Yes, there's a way to work with this. Have the data fields loaded into MySQL user variables, and then assign expressions to the actual columns.
For example, in place of:
(subject,predicate,object,provenance
do something like this:
(subject, predicate, @field3, @field4)
SET object = CASE WHEN @field3 LIKE '"%"_%' THEN ... ELSE @field3 END
, provenance = CONCAT(CASE WHEN @field3 LIKE '"%"%_"' THEN ... ELSE '' END,@field4)
That's just an outline. Obviously, those ...
need to replaced with appropriate expressions that return the portions of the field values you want assigned to the columns. (That will be some combination of SUBSTRING, SUBSTRING_INDEX, INSTR, LOCATE, REPLACE, et al. string functions, and you may need additional WHEN constructs to handle variations.
(I'm not exactly clear on what conditions you need to check.)
If this is running on Unix or Linux, another option would be to make use of a named pipe, and external program to read the file, perform the require manipulation, and write to the named pipe, run that in the background.
e.g.
> mkfifo /tmp/mydata.pipe
> myprogram <myfile >/tmp/mydata.pipe 2>/tmp/mydata.err &
mysql> LOAD DATA LOCAL INFILE /tmp/mydata.pipe ...
FOLLOWUP
With an input line like this:
abc def "Hello"@en klm .
given FIELDS TERMINATED BY ' ' OPTIONALLY ENCLOSED BY '"'
field1 = 'abc'
field2 = 'def'
field3 = '"Hello"@en'
field4 = 'klm'
To test for the case when field3 contains double quotes, with the first double quote as the first character in the string, we could use something like this:
LIKE '"%"%'
That says the First character has to be a double quote, followed by zero one or more characters, followed by another double quote, followed again by zero one or more characters.
To get the portion of the field3 before the second double quote:
SUBSTRING_INDEX(@field3,'"',2)
To get rid of the leading double quote from that, i.e. to return what's between the double quotes in field3, you could do something like this:
SUBSTRING_INDEX(SUBSTRING_INDEX(@field3,'"',2),'"',-1)
To get the portion of field3 following the last double quote:
SUBSTRING_INDEX(SUBSTRING_INDEX(@field3,'"',-1)
(These expressions assume that there are at most two double quotes in field3.)
To get the value for the third column:
CASE
-- when field starts with a double quote and is followed by another double quote
WHEN @field3 LIKE '"%"%"'
-- return whats between the double quotes in field3
THEN SUBSTRING_INDEX(SUBSTRING_INDEX(@field3,'"',2),'"',-1)
-- otherwise return the entirety of field3
ELSE @field3
END
To get the value to be prepended to the fourth column, when field3 contains two double quotes:
CASE
-- when field starts with a double quote and is followed by another double quote
WHEN @field3 LIKE '"%"%"'
-- return whats after the last double quote in field3
THEN SUBSTRING_INDEX(@field3,'"',-1)
-- otherwise return an empty string
ELSE ''
END
To prepend that to field4, use the CONCAT
function with te CASE expression above and field4.
And these are the values we'd expect to have inserted into the table:
column1 = 'abc'
column2 = 'def'
column3 = 'Hello'
column4 = '@enklm'
ANOTHER FOLLOWUP
If the LOAD DATA isn't recognizing the line delimiter because it's not recognizing the field delimiters, then you'd have to ditch the field delimiters, and do the parsing yourself.
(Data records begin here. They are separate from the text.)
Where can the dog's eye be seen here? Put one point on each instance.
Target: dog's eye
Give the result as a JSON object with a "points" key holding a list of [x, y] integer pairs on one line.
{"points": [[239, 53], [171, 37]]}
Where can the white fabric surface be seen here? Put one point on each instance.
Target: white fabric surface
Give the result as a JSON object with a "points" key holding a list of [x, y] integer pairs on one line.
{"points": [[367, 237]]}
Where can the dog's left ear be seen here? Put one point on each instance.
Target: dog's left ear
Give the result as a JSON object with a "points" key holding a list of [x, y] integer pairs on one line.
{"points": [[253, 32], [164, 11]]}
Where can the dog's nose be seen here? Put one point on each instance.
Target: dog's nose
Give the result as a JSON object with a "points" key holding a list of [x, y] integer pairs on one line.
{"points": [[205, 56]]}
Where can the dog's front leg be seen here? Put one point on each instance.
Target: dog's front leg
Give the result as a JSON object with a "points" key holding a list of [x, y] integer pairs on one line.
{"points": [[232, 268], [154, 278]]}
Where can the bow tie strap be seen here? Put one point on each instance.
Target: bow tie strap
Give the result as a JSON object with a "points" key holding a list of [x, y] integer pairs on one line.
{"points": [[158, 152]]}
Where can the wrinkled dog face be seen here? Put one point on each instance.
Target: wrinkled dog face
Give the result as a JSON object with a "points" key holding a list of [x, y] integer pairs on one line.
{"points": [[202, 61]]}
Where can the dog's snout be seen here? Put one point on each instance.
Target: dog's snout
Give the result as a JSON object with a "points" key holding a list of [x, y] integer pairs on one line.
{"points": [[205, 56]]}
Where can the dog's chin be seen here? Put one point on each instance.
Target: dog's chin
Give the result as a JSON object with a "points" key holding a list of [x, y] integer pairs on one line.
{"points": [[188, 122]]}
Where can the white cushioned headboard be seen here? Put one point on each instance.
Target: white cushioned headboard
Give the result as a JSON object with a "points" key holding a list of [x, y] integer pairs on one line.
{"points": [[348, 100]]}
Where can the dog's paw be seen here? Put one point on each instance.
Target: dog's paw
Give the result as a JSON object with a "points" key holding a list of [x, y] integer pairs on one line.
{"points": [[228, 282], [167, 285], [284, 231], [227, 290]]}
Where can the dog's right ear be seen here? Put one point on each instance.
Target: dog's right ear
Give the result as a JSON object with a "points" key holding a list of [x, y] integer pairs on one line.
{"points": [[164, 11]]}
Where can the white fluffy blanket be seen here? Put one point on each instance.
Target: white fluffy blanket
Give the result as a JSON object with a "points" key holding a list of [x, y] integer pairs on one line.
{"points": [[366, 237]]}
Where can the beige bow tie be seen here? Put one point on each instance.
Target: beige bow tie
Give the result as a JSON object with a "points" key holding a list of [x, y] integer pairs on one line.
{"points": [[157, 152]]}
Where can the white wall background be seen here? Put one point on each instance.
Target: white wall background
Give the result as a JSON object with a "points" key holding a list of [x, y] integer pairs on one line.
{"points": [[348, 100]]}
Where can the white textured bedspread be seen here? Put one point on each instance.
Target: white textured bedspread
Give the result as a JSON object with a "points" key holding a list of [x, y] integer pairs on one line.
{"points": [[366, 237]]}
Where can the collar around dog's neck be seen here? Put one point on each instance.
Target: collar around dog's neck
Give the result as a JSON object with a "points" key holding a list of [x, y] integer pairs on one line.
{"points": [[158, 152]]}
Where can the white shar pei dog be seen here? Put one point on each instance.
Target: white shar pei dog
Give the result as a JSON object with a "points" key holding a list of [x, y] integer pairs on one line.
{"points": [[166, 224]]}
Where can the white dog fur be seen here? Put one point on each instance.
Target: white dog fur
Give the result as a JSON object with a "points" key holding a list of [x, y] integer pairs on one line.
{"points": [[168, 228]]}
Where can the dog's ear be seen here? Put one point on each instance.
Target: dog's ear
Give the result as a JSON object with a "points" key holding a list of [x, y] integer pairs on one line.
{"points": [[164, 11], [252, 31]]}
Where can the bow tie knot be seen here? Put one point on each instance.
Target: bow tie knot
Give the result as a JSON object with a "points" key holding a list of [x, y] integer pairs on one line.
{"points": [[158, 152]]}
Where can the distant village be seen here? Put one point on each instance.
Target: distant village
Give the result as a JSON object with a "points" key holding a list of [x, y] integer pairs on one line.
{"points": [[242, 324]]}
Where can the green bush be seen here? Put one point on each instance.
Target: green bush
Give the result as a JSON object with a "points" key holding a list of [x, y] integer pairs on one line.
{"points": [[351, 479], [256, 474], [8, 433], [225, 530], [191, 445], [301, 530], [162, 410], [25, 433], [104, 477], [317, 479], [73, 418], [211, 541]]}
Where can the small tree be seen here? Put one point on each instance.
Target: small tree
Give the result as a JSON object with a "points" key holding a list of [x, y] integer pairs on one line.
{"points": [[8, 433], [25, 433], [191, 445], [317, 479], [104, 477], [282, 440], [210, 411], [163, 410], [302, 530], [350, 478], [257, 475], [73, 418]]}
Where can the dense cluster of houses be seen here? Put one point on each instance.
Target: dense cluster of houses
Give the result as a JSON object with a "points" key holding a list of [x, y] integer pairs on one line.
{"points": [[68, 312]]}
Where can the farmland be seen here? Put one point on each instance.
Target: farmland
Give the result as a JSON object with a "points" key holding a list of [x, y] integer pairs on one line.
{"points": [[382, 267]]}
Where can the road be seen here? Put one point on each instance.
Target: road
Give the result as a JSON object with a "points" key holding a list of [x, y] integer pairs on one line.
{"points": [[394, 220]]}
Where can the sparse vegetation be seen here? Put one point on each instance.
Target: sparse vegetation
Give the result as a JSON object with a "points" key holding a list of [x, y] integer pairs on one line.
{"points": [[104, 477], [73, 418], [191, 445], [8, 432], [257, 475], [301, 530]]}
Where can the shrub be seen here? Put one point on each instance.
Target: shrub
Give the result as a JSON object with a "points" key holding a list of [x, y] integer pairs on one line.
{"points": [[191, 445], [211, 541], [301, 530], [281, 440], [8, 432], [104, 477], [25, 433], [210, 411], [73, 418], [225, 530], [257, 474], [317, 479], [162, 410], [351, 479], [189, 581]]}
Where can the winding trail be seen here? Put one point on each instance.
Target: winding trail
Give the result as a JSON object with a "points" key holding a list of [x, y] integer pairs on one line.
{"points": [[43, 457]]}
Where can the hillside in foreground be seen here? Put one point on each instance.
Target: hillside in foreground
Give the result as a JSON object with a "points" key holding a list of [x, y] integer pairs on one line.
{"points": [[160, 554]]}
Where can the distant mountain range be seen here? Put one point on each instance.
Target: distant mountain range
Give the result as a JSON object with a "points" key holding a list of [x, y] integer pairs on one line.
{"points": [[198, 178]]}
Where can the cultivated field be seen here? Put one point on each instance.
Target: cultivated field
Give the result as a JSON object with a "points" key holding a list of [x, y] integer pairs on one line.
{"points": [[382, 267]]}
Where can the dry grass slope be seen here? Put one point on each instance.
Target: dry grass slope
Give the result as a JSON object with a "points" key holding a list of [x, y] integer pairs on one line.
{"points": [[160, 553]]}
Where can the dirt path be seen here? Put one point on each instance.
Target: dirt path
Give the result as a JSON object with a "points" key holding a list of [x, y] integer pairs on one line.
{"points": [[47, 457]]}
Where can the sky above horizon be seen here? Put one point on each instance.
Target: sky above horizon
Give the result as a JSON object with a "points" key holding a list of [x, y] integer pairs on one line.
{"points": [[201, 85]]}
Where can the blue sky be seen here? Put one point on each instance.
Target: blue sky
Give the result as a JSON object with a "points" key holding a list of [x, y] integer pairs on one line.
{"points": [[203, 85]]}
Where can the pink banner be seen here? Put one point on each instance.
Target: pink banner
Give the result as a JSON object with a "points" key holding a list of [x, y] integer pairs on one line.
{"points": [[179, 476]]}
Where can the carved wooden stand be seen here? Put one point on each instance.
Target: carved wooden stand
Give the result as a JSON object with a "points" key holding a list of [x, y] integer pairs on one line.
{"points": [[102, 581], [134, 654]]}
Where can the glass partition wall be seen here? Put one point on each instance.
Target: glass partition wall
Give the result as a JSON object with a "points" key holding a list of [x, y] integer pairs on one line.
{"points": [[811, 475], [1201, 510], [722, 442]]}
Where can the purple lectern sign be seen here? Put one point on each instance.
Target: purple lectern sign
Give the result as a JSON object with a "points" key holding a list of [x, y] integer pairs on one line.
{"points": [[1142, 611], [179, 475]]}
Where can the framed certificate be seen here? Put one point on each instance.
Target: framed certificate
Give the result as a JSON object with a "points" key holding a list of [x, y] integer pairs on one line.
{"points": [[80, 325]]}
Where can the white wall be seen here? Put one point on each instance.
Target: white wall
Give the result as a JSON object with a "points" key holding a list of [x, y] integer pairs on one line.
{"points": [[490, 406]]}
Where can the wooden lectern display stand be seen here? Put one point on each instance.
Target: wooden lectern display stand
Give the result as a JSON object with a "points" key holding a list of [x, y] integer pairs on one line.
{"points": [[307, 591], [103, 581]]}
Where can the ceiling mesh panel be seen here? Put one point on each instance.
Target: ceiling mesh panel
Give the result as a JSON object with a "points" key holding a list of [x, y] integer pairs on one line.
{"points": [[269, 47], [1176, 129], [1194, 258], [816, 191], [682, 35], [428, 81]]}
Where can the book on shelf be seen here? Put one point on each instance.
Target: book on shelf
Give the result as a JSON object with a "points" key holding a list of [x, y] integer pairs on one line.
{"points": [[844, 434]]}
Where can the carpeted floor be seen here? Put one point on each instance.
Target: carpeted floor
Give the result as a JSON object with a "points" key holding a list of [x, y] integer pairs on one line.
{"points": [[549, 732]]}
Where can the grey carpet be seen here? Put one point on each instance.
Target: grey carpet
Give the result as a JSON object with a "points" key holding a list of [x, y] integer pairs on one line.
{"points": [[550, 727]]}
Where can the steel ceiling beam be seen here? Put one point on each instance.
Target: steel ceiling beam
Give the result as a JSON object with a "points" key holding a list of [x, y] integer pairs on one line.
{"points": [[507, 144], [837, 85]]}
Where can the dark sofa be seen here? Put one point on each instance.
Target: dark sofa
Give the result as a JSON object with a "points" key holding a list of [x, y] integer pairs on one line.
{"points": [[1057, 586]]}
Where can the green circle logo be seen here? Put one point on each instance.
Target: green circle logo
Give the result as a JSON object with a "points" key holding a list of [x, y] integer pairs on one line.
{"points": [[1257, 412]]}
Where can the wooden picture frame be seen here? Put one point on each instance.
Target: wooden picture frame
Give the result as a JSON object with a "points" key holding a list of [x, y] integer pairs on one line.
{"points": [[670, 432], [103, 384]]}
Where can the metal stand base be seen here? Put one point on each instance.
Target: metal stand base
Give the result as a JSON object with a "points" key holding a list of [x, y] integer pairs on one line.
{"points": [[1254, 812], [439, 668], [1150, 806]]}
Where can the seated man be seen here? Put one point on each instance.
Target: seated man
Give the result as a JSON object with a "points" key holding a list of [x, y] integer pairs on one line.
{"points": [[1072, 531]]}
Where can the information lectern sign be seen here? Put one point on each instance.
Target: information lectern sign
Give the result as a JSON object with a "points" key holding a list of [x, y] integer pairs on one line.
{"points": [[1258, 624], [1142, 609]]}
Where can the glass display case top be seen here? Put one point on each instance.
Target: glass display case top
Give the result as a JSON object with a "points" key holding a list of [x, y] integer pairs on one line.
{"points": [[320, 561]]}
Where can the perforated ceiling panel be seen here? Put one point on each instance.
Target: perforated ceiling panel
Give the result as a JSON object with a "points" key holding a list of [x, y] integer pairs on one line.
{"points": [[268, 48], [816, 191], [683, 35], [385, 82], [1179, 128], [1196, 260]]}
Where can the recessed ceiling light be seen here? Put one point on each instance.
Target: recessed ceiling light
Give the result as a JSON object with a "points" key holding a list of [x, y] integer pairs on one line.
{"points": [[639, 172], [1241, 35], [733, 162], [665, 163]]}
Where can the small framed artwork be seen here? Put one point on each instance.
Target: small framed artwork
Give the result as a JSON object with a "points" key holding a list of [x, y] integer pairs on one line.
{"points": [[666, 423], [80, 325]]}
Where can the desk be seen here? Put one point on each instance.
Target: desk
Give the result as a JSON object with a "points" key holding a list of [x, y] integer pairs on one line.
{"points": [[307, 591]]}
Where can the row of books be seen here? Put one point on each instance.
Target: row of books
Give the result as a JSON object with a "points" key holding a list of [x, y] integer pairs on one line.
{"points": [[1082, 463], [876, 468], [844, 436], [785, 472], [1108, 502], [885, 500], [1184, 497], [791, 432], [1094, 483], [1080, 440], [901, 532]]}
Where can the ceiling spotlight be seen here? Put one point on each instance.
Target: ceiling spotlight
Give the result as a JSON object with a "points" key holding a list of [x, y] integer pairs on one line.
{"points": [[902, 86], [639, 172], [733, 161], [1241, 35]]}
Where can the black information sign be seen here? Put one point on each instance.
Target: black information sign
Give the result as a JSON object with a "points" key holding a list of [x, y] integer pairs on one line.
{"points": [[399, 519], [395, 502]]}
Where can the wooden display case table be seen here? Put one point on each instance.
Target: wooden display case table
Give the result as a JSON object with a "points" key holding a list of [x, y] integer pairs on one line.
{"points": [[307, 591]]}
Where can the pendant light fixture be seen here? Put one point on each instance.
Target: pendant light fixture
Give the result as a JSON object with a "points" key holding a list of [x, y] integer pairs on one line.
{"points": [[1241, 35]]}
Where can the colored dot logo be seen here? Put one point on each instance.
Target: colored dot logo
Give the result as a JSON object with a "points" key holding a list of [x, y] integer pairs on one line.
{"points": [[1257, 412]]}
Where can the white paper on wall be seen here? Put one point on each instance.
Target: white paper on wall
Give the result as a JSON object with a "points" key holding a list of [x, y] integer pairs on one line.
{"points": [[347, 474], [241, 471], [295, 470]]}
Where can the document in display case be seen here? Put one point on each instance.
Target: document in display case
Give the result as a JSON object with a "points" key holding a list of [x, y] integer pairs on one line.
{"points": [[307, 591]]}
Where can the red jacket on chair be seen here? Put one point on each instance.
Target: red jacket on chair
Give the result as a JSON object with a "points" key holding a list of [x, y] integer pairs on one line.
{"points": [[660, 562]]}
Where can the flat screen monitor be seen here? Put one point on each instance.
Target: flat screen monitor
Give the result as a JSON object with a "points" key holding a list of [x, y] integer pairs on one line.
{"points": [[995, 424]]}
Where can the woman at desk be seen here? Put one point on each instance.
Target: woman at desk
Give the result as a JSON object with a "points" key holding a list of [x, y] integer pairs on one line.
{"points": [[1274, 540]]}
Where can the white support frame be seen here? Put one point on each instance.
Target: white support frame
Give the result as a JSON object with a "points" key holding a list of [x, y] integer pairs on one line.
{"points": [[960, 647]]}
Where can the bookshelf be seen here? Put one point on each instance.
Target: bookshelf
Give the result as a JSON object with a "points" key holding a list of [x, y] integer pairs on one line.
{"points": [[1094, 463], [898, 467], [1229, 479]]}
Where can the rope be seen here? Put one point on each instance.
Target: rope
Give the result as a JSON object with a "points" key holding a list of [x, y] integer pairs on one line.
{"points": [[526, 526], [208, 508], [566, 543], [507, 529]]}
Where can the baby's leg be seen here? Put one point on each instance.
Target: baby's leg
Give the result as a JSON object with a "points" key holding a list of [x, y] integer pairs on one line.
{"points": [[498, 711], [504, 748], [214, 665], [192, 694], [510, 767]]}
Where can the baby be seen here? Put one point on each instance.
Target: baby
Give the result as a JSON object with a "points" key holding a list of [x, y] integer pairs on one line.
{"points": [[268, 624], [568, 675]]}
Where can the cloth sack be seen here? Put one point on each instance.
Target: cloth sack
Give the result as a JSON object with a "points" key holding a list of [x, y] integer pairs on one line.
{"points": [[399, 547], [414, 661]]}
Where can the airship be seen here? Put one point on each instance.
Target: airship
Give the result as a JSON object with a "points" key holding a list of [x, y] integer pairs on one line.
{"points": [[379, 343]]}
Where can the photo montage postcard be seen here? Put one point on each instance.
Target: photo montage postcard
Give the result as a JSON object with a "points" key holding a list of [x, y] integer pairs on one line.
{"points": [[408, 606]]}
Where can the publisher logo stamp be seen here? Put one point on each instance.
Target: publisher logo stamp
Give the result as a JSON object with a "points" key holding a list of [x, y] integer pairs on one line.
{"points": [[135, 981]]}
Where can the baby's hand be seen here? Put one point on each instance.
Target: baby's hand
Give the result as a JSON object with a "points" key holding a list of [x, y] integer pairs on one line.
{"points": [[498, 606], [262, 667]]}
Load the whole line into a user variable, and parse away.
e.g.
LINES TERMINATED BY '.\n'
(@line)
SET subject
= SUBSTRING_INDEX(@line,' ',1)
, predicate
= SUBSTRING_INDEX(SUBSTRING_INDEX(@line,' ',2),' ',-1)
, object
= CASE
WHEN SUBSTRING_INDEX(SUBSTRING_INDEX(@line,' ',3),' ',-1) LIKE '"%'
THEN SUBSTRING_INDEX(SUBSTRING_INDEX(@line,'"',2),'"',-1)
ELSE SUBSTRING_INDEX(SUBSTRING_INDEX(@line,' ',3),' ',-1)
END
, provenance
= CASE
WHEN SUBSTRING_INDEX(SUBSTRING_INDEX(@line,' ',3),' ',-1) LIKE '"%'
THEN SUBSTRING_INDEX(SUBSTRING_INDEX(SUBSTRING_INDEX(@line,'"',-1),' ',2),' ',-1)
ELSE SUBSTRING_INDEX(SUBSTRING_INDEX(@line,' ',4),' ',-1)
END
This will work for all the lines in your example data, with fields delimited by a single space, with the exception of matching double quotes in the third field.
NOTE: The functions available in SQL for string manipulation lead to clumsy and awkward syntax; SQL wasn't specifically designed for easy string manipulation.